Confined Space — Atmospheric Testing Order

Test Order: O₂ → Flammable Gas → Toxic Gas (H₂S, CO)

💡 Exam tip: O₂ must be tested first: 19.5–23.0% is safe range. < 19.5% = oxygen deficient (IDLH). > 23.0% = oxygen enriched (fire hazard). H₂S IDLH = 50 ppm. LEL for methane = 5%. Never enter without continuous monitoring.

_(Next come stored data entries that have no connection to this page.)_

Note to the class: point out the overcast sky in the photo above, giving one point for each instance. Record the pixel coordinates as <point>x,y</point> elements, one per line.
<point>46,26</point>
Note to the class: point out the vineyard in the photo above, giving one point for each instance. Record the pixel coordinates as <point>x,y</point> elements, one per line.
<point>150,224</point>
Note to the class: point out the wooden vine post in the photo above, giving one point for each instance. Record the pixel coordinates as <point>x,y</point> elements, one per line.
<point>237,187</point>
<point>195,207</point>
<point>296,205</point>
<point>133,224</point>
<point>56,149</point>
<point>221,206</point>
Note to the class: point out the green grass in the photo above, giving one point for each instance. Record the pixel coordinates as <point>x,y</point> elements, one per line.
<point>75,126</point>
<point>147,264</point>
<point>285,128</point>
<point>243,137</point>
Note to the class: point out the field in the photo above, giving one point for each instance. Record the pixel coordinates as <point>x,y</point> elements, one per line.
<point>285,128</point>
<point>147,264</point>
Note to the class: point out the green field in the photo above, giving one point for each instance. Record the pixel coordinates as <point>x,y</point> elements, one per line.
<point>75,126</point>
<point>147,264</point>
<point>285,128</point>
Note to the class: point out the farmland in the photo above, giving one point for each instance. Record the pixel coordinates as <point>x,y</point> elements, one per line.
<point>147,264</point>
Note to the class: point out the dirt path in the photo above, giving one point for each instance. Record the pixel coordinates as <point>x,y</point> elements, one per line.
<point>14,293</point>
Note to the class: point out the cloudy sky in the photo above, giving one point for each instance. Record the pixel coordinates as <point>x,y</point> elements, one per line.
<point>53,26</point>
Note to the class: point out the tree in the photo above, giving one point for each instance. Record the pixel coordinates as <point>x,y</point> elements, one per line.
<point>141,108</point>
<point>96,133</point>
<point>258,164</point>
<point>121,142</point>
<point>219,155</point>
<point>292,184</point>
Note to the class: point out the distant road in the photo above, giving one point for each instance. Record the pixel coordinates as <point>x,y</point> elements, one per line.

SCADA — Alarm Priority Classification

Priority 1 (Critical): Immediate response required Priority 2 (High): Response within 15 min Priority 3 (Medium): Response within 1 hour Priority 4 (Low): Response within shift

💡 Exam tip: Alarm rationalization reduces nuisance alarms. Target < 1 alarm per 10 minutes during steady-state operation. Flooding alarms, effluent limit exceedance, and equipment failure are always Priority 1.

Staffing Level — Ontario Reg. 128/04

Class 4 WW plant requires: Operator-in-Charge (OIC) holding Class 4 WW licence + sufficient licensed operators for continuous coverage

💡 Exam tip: OIC is responsible for overall plant operation and compliance. Operator of Record (OOR) is responsible for day-to-day operations. Class 4 plants must have a Class 4 OIC on call 24/7. Document all OIC decisions.